神崎島の居酒屋の一室で酒を飲んでいた一人の女性が机を叩いていた。
彼女は東京条約調印時に大和に乗り込みその模様の中継の指揮や写真撮影を行った妖精である。
しかし、現在の彼女の周りには大量の酒瓶があり管を巻いている。

「ブン屋さん、飲み過ぎですよ。」
「これが飲まずにいられますか!あいつら、私達報道機関があの戦争でしたことをまるで反省していないんですよ!」

女将が記者を嗜めるが止まる様子はない。
返って火に油を注いでしまったようでさらにヒートアップしている。
女将は溜息を吐きこれは全部聞いて吐き出させた方が良いと感じ女中に飲み物を持ってこさせ席に腰掛けた。

「それで何があったんですか?」


神崎島で報道に携わる妖精の大半はかつて報道に携わり大戦にて命を落とした者が中心である。
これは報道だけでなくほかの仕事も概ねその傾向が強い。

当初はそうした報道妖精に対して一般人妖精の反応は極めて冷淡であった。
戦果の歪曲、戦争を煽る捏造された記事、国民を欺いて来たと言われてしょうがない報道だったのだから。
報道妖精達は絶望した。
一般妖精達からの反応だけではない、
自分達が良かれと思いした事が結果的に祖国を破滅の道へと誘う一助ととなったのだ。
真実を報道するという信念さえ曲げて行った行為が。

彼女達は現実に打ちのめされて変わった。
絶望なんてしている暇はなかった。
そんな暇があれば真実を伝えなけれならない。
それこそが贖罪なのだと信じなければやっていけなかったのだ。
しかし彼女達はなにも出来なかった。
いやしても意味がなかっただ。誰も見向きもしなかったのだから。
贖罪の機会すら与えられないのかと報道妖精達は絶望した。

そんな時だった手を差し伸べられたのは。

神崎島鎮守府神崎博之提督その人だった。

この島に来た当初報道妖精達は提督から距離を置いていた。
かつて自分たちが利用し利用された大本営と被って見えたからだ。
しかし提督は違った。

何処から知識を得たのか知らないが人々に正確な情報を伝えることの重要性、
情報を偏ることなく人々に分かりやすく砕くことの意義、
その情報を人々が活かせる知識を持つことの意味、
それらを全て知っていた。まるでもとから優秀な政治指導者であったかのように。

「正確な情報を皆に伝えてくれないか?」

その一言で報道妖精達は提督の庇護の元精力的に働いた。
かつての愚行を糧に今度は道を間違えまいと。

軍属でありお給金の出る自分達に報道の報酬は必要ない!
媒体やネットワークを使ってもコスト殆どないんだから正確な情報を速くながせ!
主観が混じり情報が歪曲されないよう第三者の監査機関をつけよう!
一般人にも分かりやすくなるよう複数の解説をニュースとは別に作ろう!
一般人のリテラシーを高めるため勉強や講座も行わなければ!

正確な情報を伝えそれを活かす環境を作るため彼らがどれほどの労力と時間を掛けたのかわからない。
しかし彼女達は作り上げたのだ。
まだ未熟かもしれない、足りないところもあるだろうが戦前よりずっと知る権利を守れる場をこの島に。
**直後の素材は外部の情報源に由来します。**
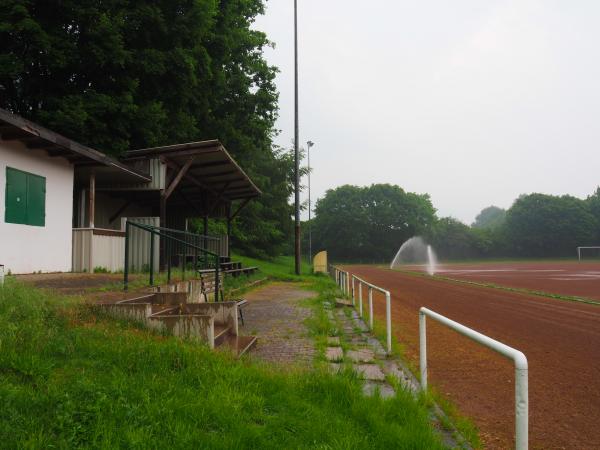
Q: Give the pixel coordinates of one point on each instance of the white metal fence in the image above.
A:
(347, 283)
(520, 361)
347: 635 :2018/09/22(土) 06:38:56

そして彼女達は夢見ていた。
日本はもっと良い国になっているだろう。
自分達が作り上げたものなど比較にならないくらい知る権利が守られている国だろうと。
自分達の行った愚行を見てきているのだから。

しかしその思いは無残に踏み躙られた。
真実は報道機関が報道したい検閲されたもののみが報道され、
正負両方を伝えるべき所が正が報道にとり邪魔なら負の部分のみ伝えられ、
挙句の果てには有りもしない真実を生み出すことさえある。
その果で誰かが犠牲になろうとも報道の自由を御旗に第四の権力と呼ばれ我が身を振り返ることもない。

真実を伝えようとする者ほどバカを見る現実。
かつての愚行を反面教師とせず、愚行の全てを国と軍部の責任とする無責任さ、
自分に酔い報道の力を無軌道に振るう現実、
かつての自分達と何も変わらないじゃないか!

悔しかった。自分達の愚行から何も学ばず進まないなんて犠牲になった者達に申し訳が立たない!!


気づけば1時間以上も話をしていた。
女将はずっとそばで聞いていた。
こんな愚痴に付き合わせて申し訳なく感じた。

「ちゃんと考えてくれてたんですね。」
「ふぇ?」
「嬉しいんですよ?私達は。」

女将は話しだした。
生前あんな報道ばかりしていたので記者達を忌々しく感じていたそうだ。
しかし彼女達が自分達のことを考えて報道していく姿を見て認識が変わり
彼女達が変わろうとしているのだ自分達も変わらなければと感じるようになったという。
自分達も鵜呑みにするのではなくちゃんと考えて情報を得ようと女将はリテラシーの講座にも行っているそうだ。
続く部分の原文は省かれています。